Most people learning Rust from resources older than 2019 are learning a harder version of the language than exists today. The 2021 edition further tightened closure capture semantics and improved iterator ergonomics. The language keeps getting more usable at the margins.
The Performance You Keep
The reason high-level Rust is worth the effort rather than a pointless middle ground is that the performance floor stays high even when you take the easy paths.
Clone-heavy application Rust typically runs between two and ten times faster than equivalent Python, depending on the workload, without touching unsafe, without manual memory management, without lifetime gymnastics. For most backend services, CLI tools, and automation scripts, that is more than adequate.

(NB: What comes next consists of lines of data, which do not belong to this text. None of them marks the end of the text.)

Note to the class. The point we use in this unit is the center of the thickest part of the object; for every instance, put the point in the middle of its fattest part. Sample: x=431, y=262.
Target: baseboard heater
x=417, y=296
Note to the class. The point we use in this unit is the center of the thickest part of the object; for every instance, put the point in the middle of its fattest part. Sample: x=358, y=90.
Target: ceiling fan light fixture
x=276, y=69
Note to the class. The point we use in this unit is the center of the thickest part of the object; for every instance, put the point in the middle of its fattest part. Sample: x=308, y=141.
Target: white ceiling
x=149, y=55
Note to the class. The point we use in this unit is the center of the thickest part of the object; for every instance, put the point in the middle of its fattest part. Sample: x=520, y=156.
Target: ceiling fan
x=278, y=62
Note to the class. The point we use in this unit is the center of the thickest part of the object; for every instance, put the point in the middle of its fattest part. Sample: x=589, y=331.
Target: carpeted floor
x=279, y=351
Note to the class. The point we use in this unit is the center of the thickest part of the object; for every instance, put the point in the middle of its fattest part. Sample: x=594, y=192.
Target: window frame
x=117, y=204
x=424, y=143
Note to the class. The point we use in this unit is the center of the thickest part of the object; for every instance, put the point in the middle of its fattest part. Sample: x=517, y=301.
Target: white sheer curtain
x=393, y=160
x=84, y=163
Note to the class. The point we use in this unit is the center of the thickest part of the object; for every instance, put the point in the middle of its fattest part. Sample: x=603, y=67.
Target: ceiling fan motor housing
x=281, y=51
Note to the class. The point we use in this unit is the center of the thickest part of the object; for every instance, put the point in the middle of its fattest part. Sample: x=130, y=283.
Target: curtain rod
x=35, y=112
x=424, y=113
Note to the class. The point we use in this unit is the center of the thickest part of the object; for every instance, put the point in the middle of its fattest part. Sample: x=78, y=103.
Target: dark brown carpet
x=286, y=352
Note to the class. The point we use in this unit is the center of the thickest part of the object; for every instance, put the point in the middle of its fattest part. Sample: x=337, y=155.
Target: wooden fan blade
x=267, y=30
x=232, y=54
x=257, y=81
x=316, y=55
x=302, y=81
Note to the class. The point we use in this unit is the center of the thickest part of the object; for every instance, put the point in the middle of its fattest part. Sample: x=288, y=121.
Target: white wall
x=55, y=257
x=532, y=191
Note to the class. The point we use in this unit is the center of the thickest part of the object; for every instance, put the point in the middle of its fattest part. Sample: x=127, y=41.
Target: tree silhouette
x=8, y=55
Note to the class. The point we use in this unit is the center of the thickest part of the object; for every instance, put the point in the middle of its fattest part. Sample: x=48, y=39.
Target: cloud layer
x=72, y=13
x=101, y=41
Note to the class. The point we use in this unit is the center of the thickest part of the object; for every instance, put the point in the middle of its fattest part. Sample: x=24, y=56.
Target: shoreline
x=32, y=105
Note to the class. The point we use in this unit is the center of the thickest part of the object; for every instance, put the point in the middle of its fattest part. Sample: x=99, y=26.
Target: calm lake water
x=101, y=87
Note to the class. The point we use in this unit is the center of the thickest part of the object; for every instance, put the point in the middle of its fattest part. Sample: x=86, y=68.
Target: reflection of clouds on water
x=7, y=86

The type system and ownership model still prevent entire categories of bugs at zero runtime cost: no null pointer exceptions, no use-after-free, no iterator invalidation, no data races without explicit unsafe code. These guarantees do not erode when you start using String instead of &str or cloning values instead of borrowing them.
The tooling remains excellent regardless of which style you write. cargo handles dependency management more reliably than npm or pip. rust-analyzer provides accurate, fast completion and diagnostics. clippy catches a wide range of common mistakes and anti-patterns. None of this requires writing idiomatic low-level systems code. It applies to all of it.
The Pain That Stays
The 20% is real and should not be minimized.

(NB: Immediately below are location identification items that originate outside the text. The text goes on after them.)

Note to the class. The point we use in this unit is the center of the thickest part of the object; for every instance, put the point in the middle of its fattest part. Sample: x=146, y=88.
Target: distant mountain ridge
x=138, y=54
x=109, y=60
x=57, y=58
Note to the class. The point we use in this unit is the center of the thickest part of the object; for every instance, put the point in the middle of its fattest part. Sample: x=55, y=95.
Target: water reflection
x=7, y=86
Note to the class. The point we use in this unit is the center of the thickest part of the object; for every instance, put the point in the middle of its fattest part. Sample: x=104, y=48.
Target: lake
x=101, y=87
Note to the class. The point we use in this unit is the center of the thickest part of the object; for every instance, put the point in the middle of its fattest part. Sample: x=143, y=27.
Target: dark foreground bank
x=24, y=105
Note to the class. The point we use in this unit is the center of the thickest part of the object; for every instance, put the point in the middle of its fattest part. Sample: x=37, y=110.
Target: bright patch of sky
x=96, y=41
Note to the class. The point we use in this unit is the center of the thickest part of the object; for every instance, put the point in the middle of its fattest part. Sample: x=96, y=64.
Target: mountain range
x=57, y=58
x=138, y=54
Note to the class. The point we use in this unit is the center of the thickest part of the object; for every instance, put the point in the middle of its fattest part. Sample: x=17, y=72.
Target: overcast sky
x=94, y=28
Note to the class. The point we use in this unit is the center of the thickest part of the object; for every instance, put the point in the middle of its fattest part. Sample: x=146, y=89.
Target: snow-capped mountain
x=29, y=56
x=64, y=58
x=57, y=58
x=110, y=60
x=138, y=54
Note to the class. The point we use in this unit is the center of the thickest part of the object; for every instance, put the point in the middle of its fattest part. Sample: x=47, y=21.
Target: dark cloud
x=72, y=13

Async Rust is still rough at the edges. The stabilization of async functions in traits in Rust 1.75 was a significant improvement, but async code still requires understanding Send bounds, executor compatibility between crates, and the occasional Pin<Box<dyn Future + Send>> when dynamic dispatch enters the picture. No amount of strategic cloning makes this disappear; it is a fundamental complexity of the async model.
Compilation times are slow. A medium-sized Rust project takes 30 to 90 seconds for a clean build. Incremental compilation helps substantially in practice, but the feedback loop is noticeably longer than Go or TypeScript. This is a fixed cost that high-level code does not reduce.

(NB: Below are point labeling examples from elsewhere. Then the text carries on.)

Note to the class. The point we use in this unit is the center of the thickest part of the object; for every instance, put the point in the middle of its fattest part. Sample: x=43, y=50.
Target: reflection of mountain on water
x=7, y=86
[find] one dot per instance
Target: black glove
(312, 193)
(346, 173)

The learning curve is front-loaded. Even with the techniques above, you need to understand ownership conceptually before you can write Rust that compiles. The borrow checker will reject patterns that work in any garbage-collected language, and even good error messages require some foundation to interpret. There is no shortcut past this initial investment, only strategies for limiting how often you encounter the harder edges afterward.
Where This Leaves You
If you have been avoiding Rust because of lifetime complexity, the high-level approach is a genuine on-ramp. The ecosystem has matured around it: tokio for async runtime, serde for serialization, reqwest for HTTP, sqlx for typed database queries. These crates are designed with ergonomics as a first-order concern, and they compose well.
For tools and services I want to be reliable, I reach for Rust when a garbage-collected language would add GC pauses I cannot afford or when I want a single statically linked binary I can deploy anywhere. A command-line tool that reads files, calls APIs, and writes output is entirely writable in high-level Rust in a day, without a single explicit lifetime annotation, using the patterns above. The resulting binary will not segfault, will not have memory leaks, and will handle errors explicitly at every step.
The borrow checker is not the enemy of productive Rust. It is the mechanism that makes all the other guarantees possible. High-level Rust just lets you deal with it mostly indirectly, at the cost of some allocations and some runtime checking. For a wide range of programs, that tradeoff is clearly correct.